CAK Pushes Changes to Sacco Amendment Bill Over Regulatory Concerns

The Co-operative Alliance of Kenya has proposed major changes to the Sacco Societies (Amendment) Bill, arguing that several provisions in the proposed law could undermine the identity of savings and credit cooperative societies (SACCOs) and impose unnecessary financial burdens on members.
The alliance submitted a memorandum to the National Assembly’s Departmental Committee on Trade, Industry and Cooperatives, calling for refinements to the bill to improve regulatory clarity and protect the cooperative sector.
The proposals were tabled during a committee sitting chaired by member of Parliament for Ikolomani Constituency Bernard Masaka, bringing together cooperative sector leaders, principal secretaries and technical experts to discuss the direction of the proposed legislation.
Among the key recommendations, CAK urged lawmakers to remove the term “Credit Union” from the bill, saying it fails to capture the savings component that distinguishes Kenyan SACCOs from credit-only cooperative systems used in other jurisdictions.
The alliance argued that Kenya’s SACCO framework is built on a dual savings-and-credit model, which should remain clearly reflected in law.
On the proposed Stabilisation Protection Scheme, CAK recommended that the mechanism be managed directly by the Sacco Societies Regulatory Authority and funded through multiple sources, including industry penalties and private capital, to reduce pressure on member societies.
The alliance also opposed plans to align a proposed Deposit Guarantee Fund with the Kenya Deposit Insurance Corporation, warning that the corporation was designed specifically for banking institutions and not cooperatives.
According to CAK, merging the two systems could compromise SACCO principles such as member ownership and institutional autonomy.
Masaka welcomed the cooperative sector’s input, saying stakeholder engagement was essential in crafting a strong and sustainable legal framework.
“We are happy to engage you.
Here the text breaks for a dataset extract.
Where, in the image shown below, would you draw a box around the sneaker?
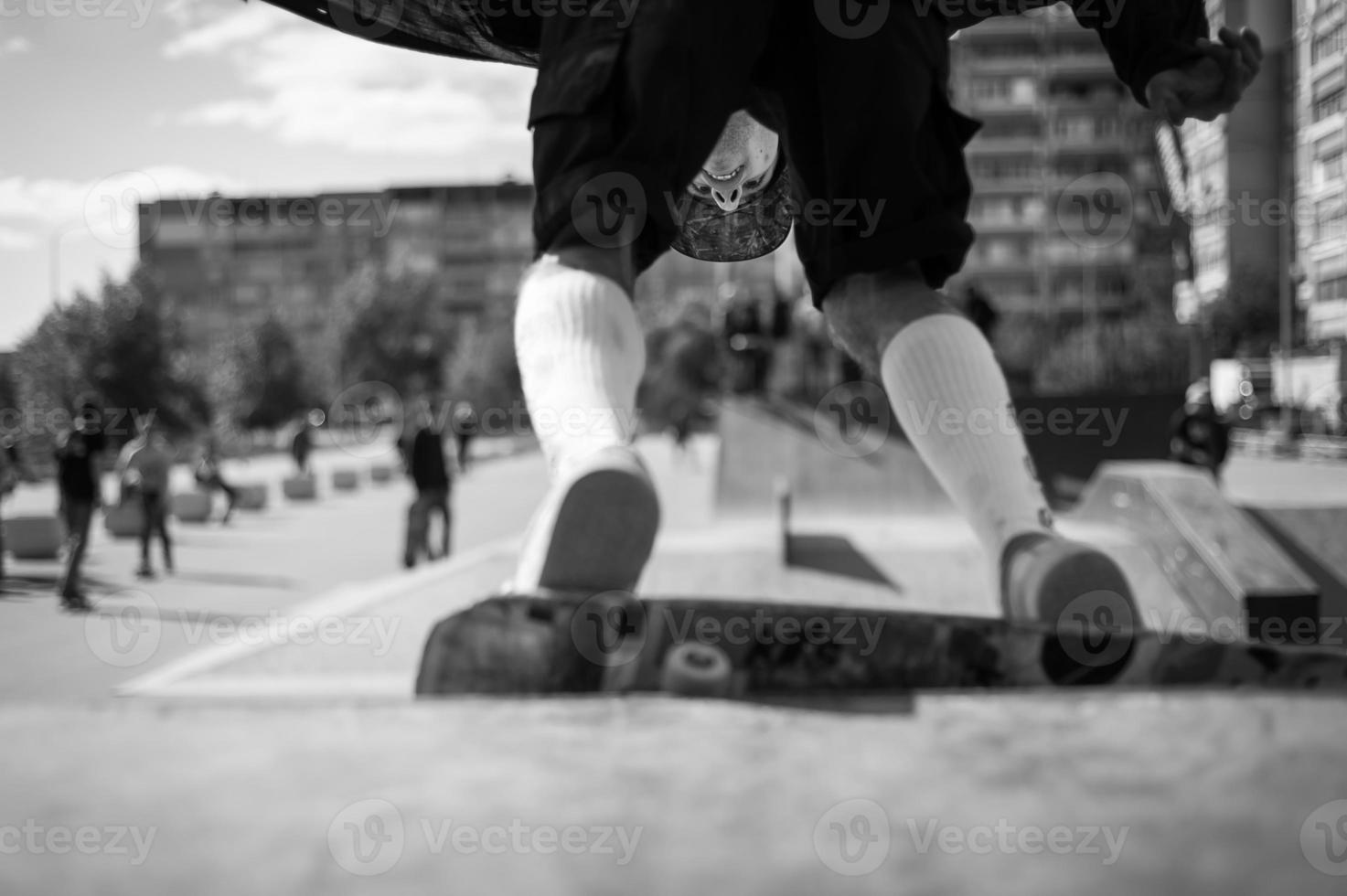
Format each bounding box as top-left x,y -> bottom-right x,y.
1000,534 -> 1139,683
512,446 -> 660,592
If you feel you have some information that would help the community develop this bill better, please do not hesitate to bring it to us,” he said.
The committee chair also signalled readiness to recall the Committee of Experts to respond to technical concerns and ensure the bill aligns with operational realities within the SACCO sector.
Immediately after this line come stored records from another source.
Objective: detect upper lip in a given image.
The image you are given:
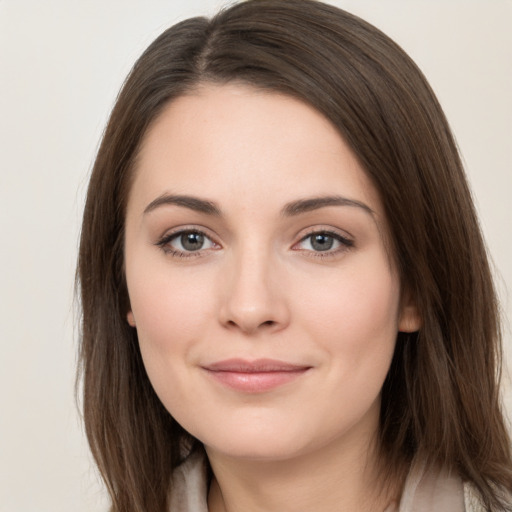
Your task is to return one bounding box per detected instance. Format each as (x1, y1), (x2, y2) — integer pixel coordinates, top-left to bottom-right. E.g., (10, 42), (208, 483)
(203, 359), (310, 373)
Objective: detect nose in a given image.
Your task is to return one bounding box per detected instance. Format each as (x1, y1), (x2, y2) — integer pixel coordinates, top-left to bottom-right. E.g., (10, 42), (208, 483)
(219, 248), (290, 335)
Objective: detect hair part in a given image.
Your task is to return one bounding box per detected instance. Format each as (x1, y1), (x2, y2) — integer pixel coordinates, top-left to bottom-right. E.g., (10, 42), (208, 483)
(77, 0), (512, 512)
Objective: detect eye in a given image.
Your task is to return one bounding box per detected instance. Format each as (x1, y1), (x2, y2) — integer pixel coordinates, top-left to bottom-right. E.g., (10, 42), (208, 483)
(295, 231), (354, 255)
(157, 229), (216, 257)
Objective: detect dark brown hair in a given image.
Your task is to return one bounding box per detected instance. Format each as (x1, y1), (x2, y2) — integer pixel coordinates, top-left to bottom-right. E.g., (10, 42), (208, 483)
(78, 0), (512, 512)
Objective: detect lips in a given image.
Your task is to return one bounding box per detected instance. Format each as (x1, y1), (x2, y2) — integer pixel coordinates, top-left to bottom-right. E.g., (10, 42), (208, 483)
(202, 359), (311, 393)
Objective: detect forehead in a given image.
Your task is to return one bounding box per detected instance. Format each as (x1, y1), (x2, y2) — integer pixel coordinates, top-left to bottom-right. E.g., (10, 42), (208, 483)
(129, 84), (381, 220)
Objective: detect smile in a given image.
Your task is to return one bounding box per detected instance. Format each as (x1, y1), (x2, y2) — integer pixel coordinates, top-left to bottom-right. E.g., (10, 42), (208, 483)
(202, 359), (311, 393)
MP Marianne Kitany, the committee’s vice chairperson, called for alignment between the government’s legislative proposals and recommendations already made by sector experts.
“My view is that the PS should step down his presentation so that we can engage again on this issue of the report of the Committee of Experts and what he’s presenting and alignment with the cooperative alliance,” Kitany said.
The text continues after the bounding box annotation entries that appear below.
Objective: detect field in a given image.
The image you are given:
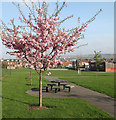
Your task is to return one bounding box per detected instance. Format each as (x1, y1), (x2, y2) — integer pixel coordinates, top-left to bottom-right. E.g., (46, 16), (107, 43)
(43, 70), (116, 98)
(2, 69), (113, 118)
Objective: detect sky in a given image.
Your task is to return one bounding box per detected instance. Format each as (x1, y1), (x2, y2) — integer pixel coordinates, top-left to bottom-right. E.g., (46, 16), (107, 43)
(0, 2), (114, 58)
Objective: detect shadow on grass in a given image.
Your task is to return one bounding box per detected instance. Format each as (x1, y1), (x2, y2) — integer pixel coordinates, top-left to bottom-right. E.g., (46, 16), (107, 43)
(0, 96), (30, 105)
(31, 88), (46, 91)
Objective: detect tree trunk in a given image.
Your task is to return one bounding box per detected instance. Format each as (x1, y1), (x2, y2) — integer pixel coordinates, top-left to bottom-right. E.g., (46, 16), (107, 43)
(39, 70), (42, 107)
(30, 69), (32, 86)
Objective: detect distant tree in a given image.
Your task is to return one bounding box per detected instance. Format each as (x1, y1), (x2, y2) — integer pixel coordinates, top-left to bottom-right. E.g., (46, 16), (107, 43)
(1, 1), (102, 107)
(2, 61), (8, 68)
(94, 51), (103, 71)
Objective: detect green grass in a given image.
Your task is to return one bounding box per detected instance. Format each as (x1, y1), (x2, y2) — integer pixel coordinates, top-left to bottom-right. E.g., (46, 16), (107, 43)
(44, 70), (116, 98)
(2, 69), (112, 118)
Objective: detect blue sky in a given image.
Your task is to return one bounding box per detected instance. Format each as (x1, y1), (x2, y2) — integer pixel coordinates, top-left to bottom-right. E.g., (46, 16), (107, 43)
(1, 2), (114, 58)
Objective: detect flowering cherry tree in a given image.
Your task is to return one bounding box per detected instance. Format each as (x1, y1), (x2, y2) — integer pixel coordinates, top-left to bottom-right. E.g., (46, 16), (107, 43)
(1, 1), (101, 107)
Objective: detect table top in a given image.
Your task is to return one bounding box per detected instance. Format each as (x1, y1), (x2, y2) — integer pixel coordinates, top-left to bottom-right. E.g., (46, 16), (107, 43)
(51, 80), (67, 83)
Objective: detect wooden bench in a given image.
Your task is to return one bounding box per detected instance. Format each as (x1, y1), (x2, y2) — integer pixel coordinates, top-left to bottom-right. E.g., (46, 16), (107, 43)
(60, 83), (68, 90)
(53, 86), (60, 93)
(44, 85), (50, 92)
(47, 84), (56, 90)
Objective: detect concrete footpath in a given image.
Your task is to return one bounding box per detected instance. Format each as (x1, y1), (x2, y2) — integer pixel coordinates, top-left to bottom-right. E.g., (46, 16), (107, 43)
(26, 76), (116, 117)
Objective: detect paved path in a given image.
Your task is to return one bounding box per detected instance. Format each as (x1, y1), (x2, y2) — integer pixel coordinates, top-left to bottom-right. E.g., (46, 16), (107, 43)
(27, 76), (116, 116)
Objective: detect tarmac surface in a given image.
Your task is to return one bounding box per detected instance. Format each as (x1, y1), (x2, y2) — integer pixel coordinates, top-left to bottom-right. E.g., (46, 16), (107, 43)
(26, 76), (116, 117)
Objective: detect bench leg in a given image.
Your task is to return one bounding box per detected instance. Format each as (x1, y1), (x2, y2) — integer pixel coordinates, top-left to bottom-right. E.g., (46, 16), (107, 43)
(63, 85), (66, 90)
(58, 88), (60, 91)
(46, 87), (48, 92)
(69, 87), (71, 92)
(58, 82), (60, 86)
(51, 85), (53, 90)
(55, 88), (58, 93)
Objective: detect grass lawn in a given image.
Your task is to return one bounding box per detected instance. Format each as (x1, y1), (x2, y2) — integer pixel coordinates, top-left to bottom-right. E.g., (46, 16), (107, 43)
(2, 69), (112, 118)
(43, 70), (116, 98)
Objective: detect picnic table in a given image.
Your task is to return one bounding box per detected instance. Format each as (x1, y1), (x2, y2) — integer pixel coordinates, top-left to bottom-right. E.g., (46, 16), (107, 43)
(51, 80), (67, 86)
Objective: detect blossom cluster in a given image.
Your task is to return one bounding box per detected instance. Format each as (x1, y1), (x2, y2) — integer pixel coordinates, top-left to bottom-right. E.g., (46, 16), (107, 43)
(1, 2), (93, 70)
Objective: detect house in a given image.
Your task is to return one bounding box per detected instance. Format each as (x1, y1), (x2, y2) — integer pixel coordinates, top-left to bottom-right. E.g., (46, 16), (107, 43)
(1, 59), (24, 69)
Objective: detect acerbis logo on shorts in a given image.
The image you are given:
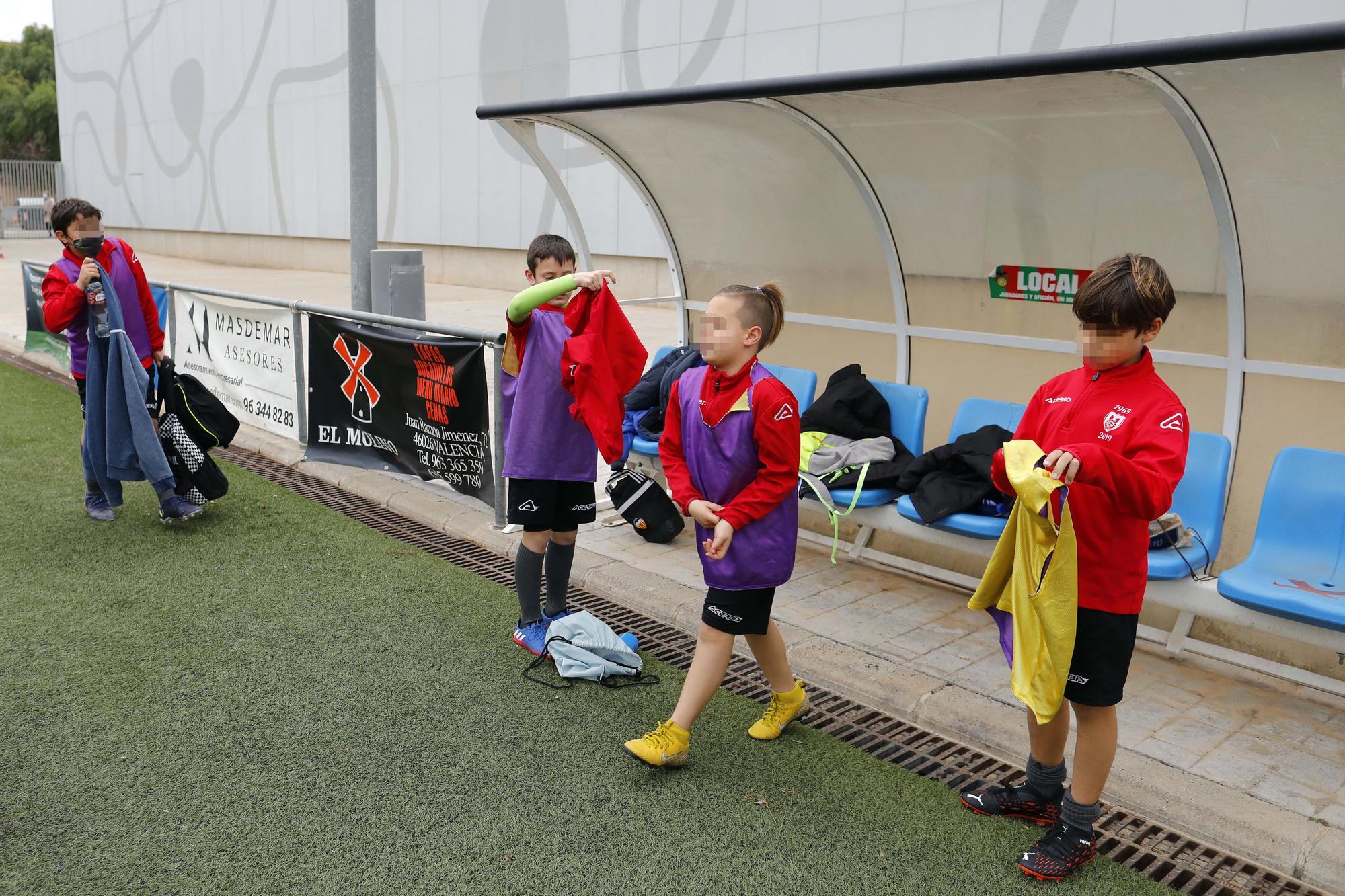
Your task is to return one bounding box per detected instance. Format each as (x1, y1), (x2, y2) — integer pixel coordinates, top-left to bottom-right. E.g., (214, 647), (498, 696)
(706, 604), (742, 622)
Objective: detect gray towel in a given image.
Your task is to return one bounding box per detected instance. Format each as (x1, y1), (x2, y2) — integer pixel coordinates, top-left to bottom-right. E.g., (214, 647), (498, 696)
(82, 268), (174, 507)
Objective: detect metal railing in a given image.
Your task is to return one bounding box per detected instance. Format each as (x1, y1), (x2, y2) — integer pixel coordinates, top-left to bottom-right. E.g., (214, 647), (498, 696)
(19, 258), (506, 526)
(0, 159), (62, 239)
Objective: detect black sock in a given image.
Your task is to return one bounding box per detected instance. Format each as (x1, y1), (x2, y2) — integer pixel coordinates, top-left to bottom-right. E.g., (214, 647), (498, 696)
(1060, 791), (1102, 836)
(546, 541), (574, 618)
(514, 545), (545, 626)
(1028, 755), (1065, 802)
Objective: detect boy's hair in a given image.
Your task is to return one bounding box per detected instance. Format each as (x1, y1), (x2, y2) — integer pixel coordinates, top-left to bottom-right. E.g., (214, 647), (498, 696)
(527, 233), (574, 273)
(717, 282), (784, 351)
(1075, 251), (1177, 332)
(51, 196), (102, 233)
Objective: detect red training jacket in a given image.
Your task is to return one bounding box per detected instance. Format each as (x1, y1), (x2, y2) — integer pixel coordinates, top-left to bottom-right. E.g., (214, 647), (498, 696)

Her remarks reflected concerns that conflicting or overlapping regulatory proposals could create uncertainty and delay implementation.
Sector leaders also raised concerns over attempts to regulate SACCOs under frameworks similar to those used for commercial banks and microfinance institutions.
Solomon Atsiaya argued that SACCOs had demonstrated strong performance under the current model and warned against importing regulatory systems that may limit growth.
“Our circles are actually performing better. The regulatory framework there has constrained them on how they do their business. This model has worked — why can’t we protect this model that has worked and then empower our regulator, SASRA, to regulate our circles very well?” he said.
Atsiaya urged Parliament to consider recalling the bill to incorporate recommendations from expert reports before advancing it to the next stage.
The committee is expected to hold further sittings to harmonise positions from the government, CAK and the Committee of Experts before the bill proceeds in the House.
Outstanding issues include the financing structure of the proposed Stabilisation Protection Scheme, definitions of entities covered under the law and timelines for compliance with new regulations.
CAK has also called for realistic implementation timelines to avoid weakening smaller community-based SACCOs that may struggle to absorb abrupt regulatory changes.